Recent proposals of reflection facilities for C++ (such as [P2996R2] and [P3157R0]) raise important questions regarding the applicability of reflection to the layout of closure types. The ability to introspect closure types has important applications to applications that need to carry computation and data—packaged together in closures—across address spaces: inter-process communication, networking, serialization, and GPU execution. We propose to strenghten the layout guarantees of closure types in ways that allow introspection to work appropriately. To the best of our knowledge, the guarantees we propose are already observed by current implementations, so we estimate no or low impact on existing compiler infrastructure.

2 Motivation

Closure objects are a simple, syntactically compact, and convenient means to package computation and data together. Captures allow closures to carry arbitrary amounts of data within. Because of these advantages, closures are used extensively in C++ code either as a means to customize algorithms, or in various applications of the Command design pattern.

The CUDA C++ dialect aimed at running algorithms on GPU devices with dedicated computational and memory hardware pays special attention to closure types, making them transparently available for execution on GPU hardware. Libraries such as Thrust and Cub make good use of device lambda functions as a central feature.

Introspection of closure types promises new opportunities for such codes as well as any code that needs to marshal data and computation across memory address spaces. To realize such opportunities, closure types must make their state available for introspection so that custom code can carry marshaling operations, or disallow certain data statically or dynamically.

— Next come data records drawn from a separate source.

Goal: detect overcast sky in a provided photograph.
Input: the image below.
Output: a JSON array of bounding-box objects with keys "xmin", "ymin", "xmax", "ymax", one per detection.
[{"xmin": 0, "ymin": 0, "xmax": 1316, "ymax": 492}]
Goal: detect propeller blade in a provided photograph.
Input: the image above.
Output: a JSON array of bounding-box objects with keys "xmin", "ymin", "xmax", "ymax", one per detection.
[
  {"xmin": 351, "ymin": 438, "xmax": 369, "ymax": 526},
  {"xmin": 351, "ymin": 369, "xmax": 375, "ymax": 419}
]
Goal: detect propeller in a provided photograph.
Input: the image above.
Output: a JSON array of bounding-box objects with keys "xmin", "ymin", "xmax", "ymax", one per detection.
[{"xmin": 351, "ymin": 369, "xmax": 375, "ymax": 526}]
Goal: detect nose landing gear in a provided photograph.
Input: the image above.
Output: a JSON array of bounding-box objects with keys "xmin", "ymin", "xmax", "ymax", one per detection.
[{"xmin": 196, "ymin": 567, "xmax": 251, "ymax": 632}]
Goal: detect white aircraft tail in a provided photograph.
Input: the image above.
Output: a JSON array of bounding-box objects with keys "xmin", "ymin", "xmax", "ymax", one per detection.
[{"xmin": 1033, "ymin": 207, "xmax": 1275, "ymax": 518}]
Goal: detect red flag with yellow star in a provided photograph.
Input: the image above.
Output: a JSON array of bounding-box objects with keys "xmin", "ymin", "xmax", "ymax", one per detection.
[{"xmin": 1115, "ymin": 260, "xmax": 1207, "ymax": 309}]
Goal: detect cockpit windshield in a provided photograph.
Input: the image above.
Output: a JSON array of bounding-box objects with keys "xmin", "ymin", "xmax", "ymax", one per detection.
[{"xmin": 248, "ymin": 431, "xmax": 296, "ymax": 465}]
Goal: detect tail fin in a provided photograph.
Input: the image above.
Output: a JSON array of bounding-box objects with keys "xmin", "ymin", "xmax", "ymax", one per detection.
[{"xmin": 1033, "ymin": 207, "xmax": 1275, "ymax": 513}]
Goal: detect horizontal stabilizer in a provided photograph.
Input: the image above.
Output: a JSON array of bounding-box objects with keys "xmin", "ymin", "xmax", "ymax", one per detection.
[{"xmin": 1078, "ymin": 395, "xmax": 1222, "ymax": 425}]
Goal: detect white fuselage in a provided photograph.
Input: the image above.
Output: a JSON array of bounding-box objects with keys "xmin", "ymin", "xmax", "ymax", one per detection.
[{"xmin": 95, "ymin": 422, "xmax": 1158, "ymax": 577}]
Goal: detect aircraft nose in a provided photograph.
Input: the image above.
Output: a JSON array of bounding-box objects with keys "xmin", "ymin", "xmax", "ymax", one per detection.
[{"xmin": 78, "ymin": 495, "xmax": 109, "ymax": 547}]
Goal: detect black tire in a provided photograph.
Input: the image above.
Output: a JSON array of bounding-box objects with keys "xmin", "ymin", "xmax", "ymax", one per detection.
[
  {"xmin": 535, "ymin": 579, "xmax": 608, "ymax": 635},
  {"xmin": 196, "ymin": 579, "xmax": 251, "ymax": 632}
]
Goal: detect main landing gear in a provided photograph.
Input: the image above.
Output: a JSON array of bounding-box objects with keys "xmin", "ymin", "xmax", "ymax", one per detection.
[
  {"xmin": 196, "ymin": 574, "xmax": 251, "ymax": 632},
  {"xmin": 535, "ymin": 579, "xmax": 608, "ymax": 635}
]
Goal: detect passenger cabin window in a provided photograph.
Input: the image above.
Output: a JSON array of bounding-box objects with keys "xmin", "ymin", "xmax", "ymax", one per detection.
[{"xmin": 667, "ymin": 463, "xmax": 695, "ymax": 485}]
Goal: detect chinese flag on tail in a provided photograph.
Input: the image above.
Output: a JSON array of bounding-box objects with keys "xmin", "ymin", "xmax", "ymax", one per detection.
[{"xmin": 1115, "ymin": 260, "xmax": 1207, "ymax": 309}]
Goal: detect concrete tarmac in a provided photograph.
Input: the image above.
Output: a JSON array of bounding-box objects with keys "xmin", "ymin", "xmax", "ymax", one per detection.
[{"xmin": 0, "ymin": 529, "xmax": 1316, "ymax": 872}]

3 Proposed Changes: Specify Storage of Reference Captures

Given that the introspection primitives proposed in P2996 can query class types and that closure types are class types (per 7.5.5.2 [expr.prim.lambda.closure]), it follows that introspection should apply by definition to closure types. However, there is one specific issue with reference captures: per 7.5.5.3 [expr.prim.lambda.capture], the language definition leaves it to the implementation whether member variables are declared in the closure type to accommodate those captures. This makes it impossible for code that uses introspection for closure objects to portably take account of all captured data.

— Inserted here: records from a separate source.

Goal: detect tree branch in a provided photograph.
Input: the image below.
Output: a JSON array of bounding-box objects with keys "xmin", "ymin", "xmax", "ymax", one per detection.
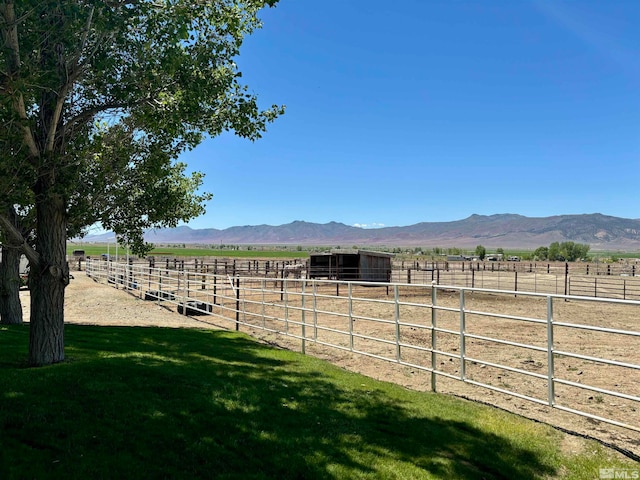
[
  {"xmin": 45, "ymin": 6, "xmax": 95, "ymax": 152},
  {"xmin": 0, "ymin": 1, "xmax": 40, "ymax": 157},
  {"xmin": 0, "ymin": 208, "xmax": 40, "ymax": 266}
]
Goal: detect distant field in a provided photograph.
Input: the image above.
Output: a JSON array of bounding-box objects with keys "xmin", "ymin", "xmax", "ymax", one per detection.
[{"xmin": 67, "ymin": 244, "xmax": 309, "ymax": 258}]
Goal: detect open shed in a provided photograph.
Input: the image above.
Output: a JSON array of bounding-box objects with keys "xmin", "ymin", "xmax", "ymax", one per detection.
[{"xmin": 309, "ymin": 250, "xmax": 393, "ymax": 282}]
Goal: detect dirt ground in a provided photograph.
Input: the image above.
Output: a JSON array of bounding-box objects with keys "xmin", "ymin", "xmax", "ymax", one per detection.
[{"xmin": 21, "ymin": 272, "xmax": 640, "ymax": 459}]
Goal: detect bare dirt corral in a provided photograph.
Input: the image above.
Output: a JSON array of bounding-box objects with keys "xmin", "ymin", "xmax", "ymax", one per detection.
[{"xmin": 21, "ymin": 272, "xmax": 640, "ymax": 458}]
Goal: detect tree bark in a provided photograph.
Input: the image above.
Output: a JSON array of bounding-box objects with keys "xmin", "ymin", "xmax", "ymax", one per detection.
[
  {"xmin": 29, "ymin": 194, "xmax": 69, "ymax": 366},
  {"xmin": 0, "ymin": 246, "xmax": 22, "ymax": 325}
]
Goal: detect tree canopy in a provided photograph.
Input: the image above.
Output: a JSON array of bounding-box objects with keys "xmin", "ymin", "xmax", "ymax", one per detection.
[{"xmin": 0, "ymin": 0, "xmax": 284, "ymax": 364}]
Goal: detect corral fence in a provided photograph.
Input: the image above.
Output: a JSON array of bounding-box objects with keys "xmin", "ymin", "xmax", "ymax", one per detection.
[
  {"xmin": 86, "ymin": 260, "xmax": 640, "ymax": 438},
  {"xmin": 77, "ymin": 257, "xmax": 640, "ymax": 300}
]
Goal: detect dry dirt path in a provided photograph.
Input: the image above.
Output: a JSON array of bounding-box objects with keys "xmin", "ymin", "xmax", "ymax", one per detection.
[{"xmin": 21, "ymin": 272, "xmax": 640, "ymax": 459}]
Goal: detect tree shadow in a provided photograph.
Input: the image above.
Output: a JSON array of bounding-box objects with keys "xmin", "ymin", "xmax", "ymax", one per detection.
[{"xmin": 0, "ymin": 326, "xmax": 557, "ymax": 480}]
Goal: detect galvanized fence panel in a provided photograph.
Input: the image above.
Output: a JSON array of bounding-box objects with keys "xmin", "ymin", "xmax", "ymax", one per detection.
[{"xmin": 86, "ymin": 261, "xmax": 640, "ymax": 432}]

We propose to change wording in 7.5.5.3 [expr.prim.lambda.capture]/12:

12 An entity is captured by reference if it is implicitly or explicitly captured but not captured by copy. It is unspecified whether additional unnamed non-static data members are declared in the closure type for entities captured by reference. If declared, such non-static data members shall be of literal type. For each entity captured by reference, an unnamed non-static data member is declared in the closure type. The declaration order of these members is unspecified. The type of such a data member is an lvalue reference to:

  • (12.1) the referenced type if the entity is a reference to an object,
  • (12.2) the referenced function type if the entity is a reference to a function, or
  • (12.3) the type of the corresponding captured entity otherwise.

4 Discussion

As mentioned, to our knowledge, all implementations already implement by-reference lambda captures by means of reference or pointer members, so we anticipate no or small impact on compiler implementations.

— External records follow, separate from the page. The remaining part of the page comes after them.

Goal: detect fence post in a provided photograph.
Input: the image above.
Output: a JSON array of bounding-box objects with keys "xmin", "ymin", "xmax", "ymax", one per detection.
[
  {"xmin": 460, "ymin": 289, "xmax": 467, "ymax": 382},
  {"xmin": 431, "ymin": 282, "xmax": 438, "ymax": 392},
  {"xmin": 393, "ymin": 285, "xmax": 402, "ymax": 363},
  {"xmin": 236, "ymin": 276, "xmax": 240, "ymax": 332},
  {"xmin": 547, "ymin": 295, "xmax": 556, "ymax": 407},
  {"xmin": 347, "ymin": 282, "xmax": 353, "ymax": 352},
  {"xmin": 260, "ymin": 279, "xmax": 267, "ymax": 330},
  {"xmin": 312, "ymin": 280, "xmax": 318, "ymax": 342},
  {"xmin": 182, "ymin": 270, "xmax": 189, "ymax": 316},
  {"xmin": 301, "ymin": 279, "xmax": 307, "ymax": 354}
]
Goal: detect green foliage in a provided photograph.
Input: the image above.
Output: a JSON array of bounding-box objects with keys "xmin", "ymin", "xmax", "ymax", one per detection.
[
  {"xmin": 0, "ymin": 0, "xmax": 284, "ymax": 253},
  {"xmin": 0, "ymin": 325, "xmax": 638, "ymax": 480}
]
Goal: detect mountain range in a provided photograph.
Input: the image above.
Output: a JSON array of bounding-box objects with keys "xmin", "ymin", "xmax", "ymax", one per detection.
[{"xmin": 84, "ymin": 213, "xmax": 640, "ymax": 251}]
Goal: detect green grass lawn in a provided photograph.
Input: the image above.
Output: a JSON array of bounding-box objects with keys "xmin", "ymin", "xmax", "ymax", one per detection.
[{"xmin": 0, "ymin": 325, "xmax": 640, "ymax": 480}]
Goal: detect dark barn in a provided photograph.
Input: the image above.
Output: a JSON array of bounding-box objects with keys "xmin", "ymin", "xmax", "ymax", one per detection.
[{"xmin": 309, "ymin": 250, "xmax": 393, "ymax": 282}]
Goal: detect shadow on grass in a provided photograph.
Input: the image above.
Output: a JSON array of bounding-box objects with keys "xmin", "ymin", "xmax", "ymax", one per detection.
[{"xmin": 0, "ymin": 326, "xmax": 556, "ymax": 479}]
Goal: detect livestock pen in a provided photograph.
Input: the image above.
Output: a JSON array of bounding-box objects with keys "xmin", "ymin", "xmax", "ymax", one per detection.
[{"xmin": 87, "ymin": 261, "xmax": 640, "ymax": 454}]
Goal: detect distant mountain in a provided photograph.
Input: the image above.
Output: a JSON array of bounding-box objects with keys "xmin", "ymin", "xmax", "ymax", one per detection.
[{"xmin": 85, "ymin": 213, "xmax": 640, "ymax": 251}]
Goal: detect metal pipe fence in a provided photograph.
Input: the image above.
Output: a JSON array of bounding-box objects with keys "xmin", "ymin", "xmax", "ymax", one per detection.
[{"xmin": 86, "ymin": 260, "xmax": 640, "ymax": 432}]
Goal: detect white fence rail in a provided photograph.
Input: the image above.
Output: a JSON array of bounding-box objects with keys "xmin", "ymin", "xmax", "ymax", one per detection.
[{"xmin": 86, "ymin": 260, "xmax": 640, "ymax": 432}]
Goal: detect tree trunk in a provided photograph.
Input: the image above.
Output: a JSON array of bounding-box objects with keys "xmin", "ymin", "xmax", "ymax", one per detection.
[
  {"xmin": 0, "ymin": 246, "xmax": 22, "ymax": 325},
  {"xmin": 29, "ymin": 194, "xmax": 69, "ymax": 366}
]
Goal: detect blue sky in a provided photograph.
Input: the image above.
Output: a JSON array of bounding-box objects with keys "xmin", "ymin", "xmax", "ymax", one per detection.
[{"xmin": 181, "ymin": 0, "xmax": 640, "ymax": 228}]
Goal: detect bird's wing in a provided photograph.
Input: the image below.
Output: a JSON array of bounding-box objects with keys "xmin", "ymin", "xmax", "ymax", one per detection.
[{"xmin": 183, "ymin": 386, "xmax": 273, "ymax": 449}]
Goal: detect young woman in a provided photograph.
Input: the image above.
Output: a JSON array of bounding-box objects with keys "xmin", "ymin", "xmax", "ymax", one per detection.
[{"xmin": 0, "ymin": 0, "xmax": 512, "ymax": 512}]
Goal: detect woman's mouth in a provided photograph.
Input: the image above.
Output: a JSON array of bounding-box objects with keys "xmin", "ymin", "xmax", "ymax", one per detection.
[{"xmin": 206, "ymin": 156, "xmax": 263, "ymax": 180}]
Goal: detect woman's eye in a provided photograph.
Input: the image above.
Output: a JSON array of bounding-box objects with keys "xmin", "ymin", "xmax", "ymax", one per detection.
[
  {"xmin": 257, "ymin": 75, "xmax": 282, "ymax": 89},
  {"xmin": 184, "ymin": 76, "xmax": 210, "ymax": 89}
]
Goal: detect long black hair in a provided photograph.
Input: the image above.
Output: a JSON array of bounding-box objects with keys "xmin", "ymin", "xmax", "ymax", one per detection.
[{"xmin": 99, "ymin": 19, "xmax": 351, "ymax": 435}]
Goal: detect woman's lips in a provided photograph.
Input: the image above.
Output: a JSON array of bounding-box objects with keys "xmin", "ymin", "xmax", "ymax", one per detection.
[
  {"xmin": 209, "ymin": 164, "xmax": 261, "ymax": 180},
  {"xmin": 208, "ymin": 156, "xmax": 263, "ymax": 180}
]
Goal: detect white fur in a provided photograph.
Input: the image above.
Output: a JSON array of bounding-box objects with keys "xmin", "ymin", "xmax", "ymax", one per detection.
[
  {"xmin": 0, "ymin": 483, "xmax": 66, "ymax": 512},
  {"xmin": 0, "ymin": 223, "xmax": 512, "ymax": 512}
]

To the extent the intent of the existing wording was meant to allow optimizations (e.g., use direct access for reference captures when the lambda is executed directly upon introduction), we note that all optimizations are still possible if reflection facilities are not used for any given lambda.

5 References

[P2996R2] Barry Revzin, Wyatt Childers, Peter Dimov, Andrew Sutton, Faisal Vali, Daveed Vandevoorde, Dan Katz. 2024-02-15. Reflection for C++26.
https://wg21.link/p2996r2
[P3157R0] Andrei Alexandrescu, Bryce Lelbach, Michael Garland. 2024-02-15. Generative Extensions for Reflection.